Parmi les évènements déjà organisés "hors les murs, puisqu'on n'a pas de local", on peut citer "une pièce de théâtre en novembre, une projection de documentaire en janvier, deux conférences en mars et mai. Des associations ont pu nous accueillir dans leurs locaux."
"À chaque fois, on a fait carton-plein en accueillant plus de 70 personnes, et on a pu vendre des livres." Et ainsi constituer un petit pécule (3 000 euros) pour le projet. Un partenariat a été conclu avec la librairie La Belle image, à Reims, et le café-librairie Chez Josette de Charleville-Mézières (Ardennes), pour partager les marges de la vente des livres (Ardennes). "C'est là qu'on voit qu'il y a une réelle demande, à Reims. Les gens reviennent, et en invitent d'autres." La Luciole compte une cinquantaine de personnes qui ont adhéré ou bénévoles.
Un endroit où s'installer
Il ne suffit pas de réunir les fonds, il faut aussi savoir où s'établir. C'est une autre question, assez épineuse elle aussi. "Pour le moment, on ne sait pas trop... On essaye de trouver un local qui soit accessible à un maximum de gens, qui soit aussi un lieu de passage." Exit l'hippodrome de Croix-Rouge, donc. "On ne veut pas se retrouver avec que des clients qui nous connaissent" : il y a une volonté d'ouverture.

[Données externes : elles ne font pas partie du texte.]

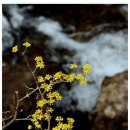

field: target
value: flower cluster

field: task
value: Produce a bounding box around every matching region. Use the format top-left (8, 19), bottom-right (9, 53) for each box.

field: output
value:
top-left (55, 116), bottom-right (63, 122)
top-left (53, 71), bottom-right (63, 80)
top-left (37, 76), bottom-right (45, 83)
top-left (45, 74), bottom-right (52, 80)
top-left (34, 56), bottom-right (45, 69)
top-left (31, 109), bottom-right (43, 129)
top-left (40, 83), bottom-right (52, 92)
top-left (12, 45), bottom-right (18, 53)
top-left (28, 125), bottom-right (32, 130)
top-left (37, 99), bottom-right (48, 108)
top-left (30, 89), bottom-right (62, 128)
top-left (52, 116), bottom-right (75, 130)
top-left (76, 74), bottom-right (87, 85)
top-left (47, 91), bottom-right (62, 101)
top-left (83, 64), bottom-right (91, 74)
top-left (12, 41), bottom-right (31, 53)
top-left (23, 41), bottom-right (31, 48)
top-left (70, 64), bottom-right (78, 69)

"On ne parle pas forcément d'être en centre-ville..." C'est sûr que le loyer s'en ressentirait. "Mais d'être quelque part où les gens peuvent passer en regardant la vitrine, et se dire qu'ils ont envie de jeter un oeil."
On aimerait bien être sur l'axe du tramway.

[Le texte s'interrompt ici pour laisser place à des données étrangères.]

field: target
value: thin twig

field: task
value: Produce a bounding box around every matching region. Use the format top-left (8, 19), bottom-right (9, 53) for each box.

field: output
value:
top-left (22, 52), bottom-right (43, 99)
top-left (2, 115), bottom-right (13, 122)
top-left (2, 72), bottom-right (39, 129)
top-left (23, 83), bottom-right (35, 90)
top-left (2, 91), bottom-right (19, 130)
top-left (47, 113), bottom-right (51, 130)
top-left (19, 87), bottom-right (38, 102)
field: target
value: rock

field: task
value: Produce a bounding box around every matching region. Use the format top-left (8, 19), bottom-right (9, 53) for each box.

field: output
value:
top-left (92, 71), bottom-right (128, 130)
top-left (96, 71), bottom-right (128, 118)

Cécile, l'une des trois co-présidentes de l'association Les Lucioles
"On aimerait bien être sur l'axe du tramway pour que les étudiants puissent accéder facilement. On étudie aussi le parcours du futur bus à haut niveau de service." Elle évoque les avenues de Laon (quartier éponyme) ou de Paris (entre Courlancy et Tinqueux). Mais sans certitude. Il s'agit déjà de récolter assez d'argent...
Cécile se montre transparente quant à l'avenir de la cagnotte en ligne. "Si on n'atteint pas la somme demandée d'ici décembre, elle ne sera pas perdue." L'association pourrait se contenter "d'organiser un évènement en payant la venue d'un artiste". Si les fonds parviennent à être collectés, le café-librairie pourrait ouvrir en début d'année 2025.
L'exemple de Charleville
Le café-librairie Chez Josette de Charleville-Mézières a été cité précédemment. Le lieu a su trouver son public dans la Cité de Rimbaud (voir sur la carte ci-dessous).
L'un de ses habitués, Ferdinand, explique à France 3 Champagne-Ardenne que "ça existe depuis 2019, au coeur du quartier piéton. Il est entièrement géré par des bénévoles. On y organise deux évènements gratuits par semaine : présentations de livres avec l'auteur, concerts, pièces de théâtre, expositions. On propose aussi de l'accompagnement social et psychologique pour les personnes isolées, en galère..."
L'endroit fonctionne "sans subvention, avec les cotisations des adhérents. On en a près de 2 000 chaque année. La vente des livres et des boissons permet d'aider à payer les charges, le défraiement des personnes invitées. On voulait vraiment refaire partir la culture d'en bas, une culture populaire qu'on fabrique nous-même, sans attendre que la mairie nous l'amène." Une démarche par et pour la population, en somme.